Now the next generation of Samurai experts, famed in Japan, could be on the way – in Mirfield.
And martial arts instructor Anna Seabourne said: “You don’t have to be big and brawny to have a go at being a Samurai”.
In a project with Mirfield Community Trust, she is offering young people a free 10-week taster course on the traditional martial arts of Japan.
Kobujutsu Shokai, or Introduction to Classical Japanese Martial Arts is a new venture which aims to give young men and women over 14 the experience of Samurai training methods, albeit without the deadly swords.
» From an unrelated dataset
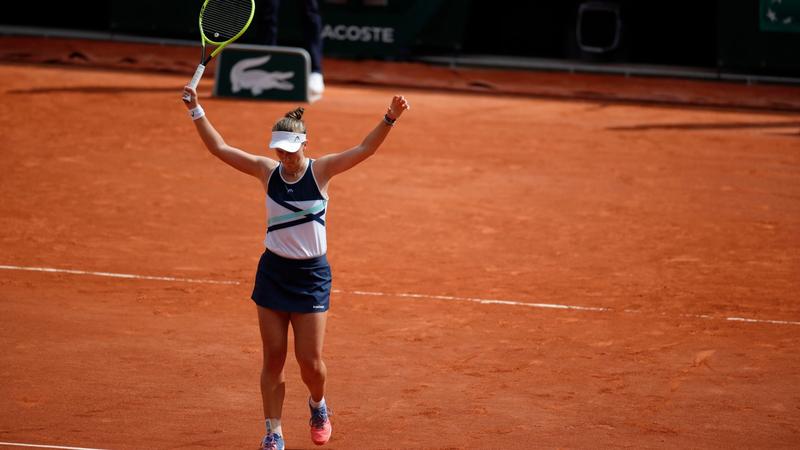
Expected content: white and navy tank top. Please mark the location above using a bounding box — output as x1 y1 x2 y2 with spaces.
264 159 328 259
Anna, from Mirfield, runs group Shoufukan Dojo, and has been involved in martial arts since 1987. She trained in Takeuchi-ryu Bitchuden Kobudo in Japan and holds black belt in Ju Jitsu and Shorinji Kempo.
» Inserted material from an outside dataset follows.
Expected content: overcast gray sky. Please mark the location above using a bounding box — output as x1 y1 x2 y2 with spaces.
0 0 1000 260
She said: “Samurai training methods and techniques are just as relevant to the challenges of modern life as they were on the medieval battlefield.”
The course will include hands-on sessions, demonstrations, videos, and a chance to try out basic self-defence techniques.
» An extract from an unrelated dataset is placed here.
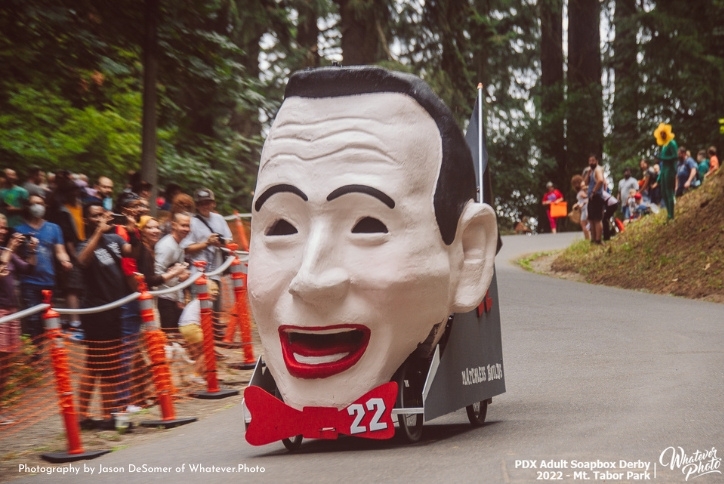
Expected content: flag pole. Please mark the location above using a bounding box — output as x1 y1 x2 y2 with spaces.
478 82 484 203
It will focus on Takeuchi-ryu which is a Japanese classical martial art dating to the 16th century.
It is a comprehensive training system, using many of the weapons of the Samurai, but is particularly renowned for its ju-jitsu (unarmed techniques).
“This is a great opportunity to get a taste of what a classical tradition like Takeuchi-ryu is all about,” said Anna.
“And you don’t have to be big and brawny to have a go; our founder was small even for Japanese in the 16th century.”
Japan’s Samurai warriors were famed across the world for centuries.
Samurai teachings can still be found today in modern day society with the martial art Kendo, meaning the way of the sword.
The samurai (or bushi) were the members of the military class, the Japanese warriors.
Samurai employed a range of weapons such as bows and arrows, spears and guns; but their most famous weapon and their symbol was the sword.
Samurai were supposed to lead their lives according to the ethic code of bushido (the way of the warrior).
Strongly Confucian in nature, Bushido stressed concepts such as loyalty to one's master, self discipline and respectful, ethical behaviour.
After a defeat, some Samurai chose to commit ritual suicide (seppuku) by cutting their abdomen rather than being captured or dying a dishonourable death.
The Mirfield course is open to anyone over 14 and no prior experience or equipment is necessary.
The course is free to young people living in Kirklees and will run on Monday evenings from 7pm to 9pm at Mirfield Community Centre on Water Royd Lane.
The first session is on Monday, February 22.